In the excitable universe of Kerrang!, Florida death-metal adolescents Trivium are a four-K sensation, the magazine's highest rating. In the real world, the quartet - half of whom are still too young to legally guzzle bats' blood - are receiving an unusually warm welcome, too. Well, "warm" may be overstating it, but when you consider that daytime Radio 1 normally regards metal with revulsion, the drivetime playlisting of Trivium's new single is pretty remarkable. A skull-crushing screech-metal combo crossing over? Something is afoot.

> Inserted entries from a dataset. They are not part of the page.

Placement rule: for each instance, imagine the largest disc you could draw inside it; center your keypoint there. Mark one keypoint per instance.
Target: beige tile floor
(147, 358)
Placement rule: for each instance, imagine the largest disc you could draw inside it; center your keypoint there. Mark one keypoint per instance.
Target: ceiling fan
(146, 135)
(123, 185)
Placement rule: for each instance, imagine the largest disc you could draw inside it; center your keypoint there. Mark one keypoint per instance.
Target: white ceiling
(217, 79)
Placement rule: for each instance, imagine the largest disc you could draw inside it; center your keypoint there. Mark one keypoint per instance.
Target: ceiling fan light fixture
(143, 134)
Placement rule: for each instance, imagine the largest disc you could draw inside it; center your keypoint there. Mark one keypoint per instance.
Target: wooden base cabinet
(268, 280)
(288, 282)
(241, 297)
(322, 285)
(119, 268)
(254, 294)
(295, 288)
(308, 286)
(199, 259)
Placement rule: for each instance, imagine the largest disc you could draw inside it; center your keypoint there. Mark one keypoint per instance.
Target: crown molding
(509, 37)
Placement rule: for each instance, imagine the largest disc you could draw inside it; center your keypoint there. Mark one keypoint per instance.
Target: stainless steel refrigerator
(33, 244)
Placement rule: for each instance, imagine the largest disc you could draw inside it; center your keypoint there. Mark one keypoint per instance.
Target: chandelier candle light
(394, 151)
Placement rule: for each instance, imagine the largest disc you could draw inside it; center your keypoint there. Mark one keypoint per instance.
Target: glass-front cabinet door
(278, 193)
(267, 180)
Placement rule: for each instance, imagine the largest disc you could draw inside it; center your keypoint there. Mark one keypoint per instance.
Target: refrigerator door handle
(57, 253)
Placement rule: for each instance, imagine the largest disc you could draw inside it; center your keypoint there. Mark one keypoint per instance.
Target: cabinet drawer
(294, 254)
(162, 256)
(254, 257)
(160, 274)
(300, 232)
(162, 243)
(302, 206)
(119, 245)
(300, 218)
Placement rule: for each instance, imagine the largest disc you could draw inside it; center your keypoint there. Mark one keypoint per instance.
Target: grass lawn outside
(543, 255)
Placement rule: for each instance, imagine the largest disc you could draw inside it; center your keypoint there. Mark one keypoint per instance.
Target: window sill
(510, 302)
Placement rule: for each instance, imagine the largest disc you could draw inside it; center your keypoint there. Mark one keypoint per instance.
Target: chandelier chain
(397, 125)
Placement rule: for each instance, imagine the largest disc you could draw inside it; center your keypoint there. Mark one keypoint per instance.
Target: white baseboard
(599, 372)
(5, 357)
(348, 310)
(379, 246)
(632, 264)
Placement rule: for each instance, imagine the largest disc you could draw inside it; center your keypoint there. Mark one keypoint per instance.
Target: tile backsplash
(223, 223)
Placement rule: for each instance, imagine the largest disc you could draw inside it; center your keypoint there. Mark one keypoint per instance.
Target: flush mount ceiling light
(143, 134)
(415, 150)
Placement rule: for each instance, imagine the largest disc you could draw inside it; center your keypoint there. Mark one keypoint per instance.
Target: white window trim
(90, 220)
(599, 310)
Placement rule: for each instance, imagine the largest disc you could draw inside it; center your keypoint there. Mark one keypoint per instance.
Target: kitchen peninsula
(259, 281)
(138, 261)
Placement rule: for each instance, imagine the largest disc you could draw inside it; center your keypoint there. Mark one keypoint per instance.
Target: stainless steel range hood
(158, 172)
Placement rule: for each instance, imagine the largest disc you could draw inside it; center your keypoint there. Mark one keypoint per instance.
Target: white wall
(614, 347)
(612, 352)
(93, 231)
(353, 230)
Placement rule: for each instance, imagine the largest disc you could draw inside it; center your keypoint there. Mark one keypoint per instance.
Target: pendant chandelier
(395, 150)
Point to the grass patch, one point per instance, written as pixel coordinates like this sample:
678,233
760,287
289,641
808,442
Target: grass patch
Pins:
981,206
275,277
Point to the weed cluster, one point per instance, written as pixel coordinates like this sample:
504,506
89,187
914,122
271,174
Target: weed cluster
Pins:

That something appears to be an affinity with the 1980s and the genre's founding fathers, Iron Maiden, whose core qualities - melody, musicianship and a sense of the ridiculous - they've adopted. They're fathoms prettier than your average metallists, something reflected by the proportion of girls in the house. Half-Japanese leader Matt Heafy (swishy hair, elegantly long limbs) has the buoyancy of an MTV presenter. Scream and swear though he does, there's a sweetness that won't be dispelled.He's clearly top pup: his three bandmates, heads down and legs splayed, have the submissive postures of the supporting members of a boy band. Between them, they produce a noise more complex than it initially seems. Suffocating Sight, from their breakthrough Ascendancy album, has Heafy and co-guitarist Corey Beaulieu speeding up and down the frets, a free-for-all middle section whose volume sucks the air out of the room, and a soft, harmonic comedown.
The Radio 1 favourite Dying in Your Arms, is similarly entertaining. Heafy scampers up a ramp, onto a podium and back again, never missing a lightning-fast note. There's a melodic undertow that explains its radio appeal, and the audience sing every word back to Heafy. Best of all, though, is the prog-rock drum/guitar duel. It's only old metal, but they like it.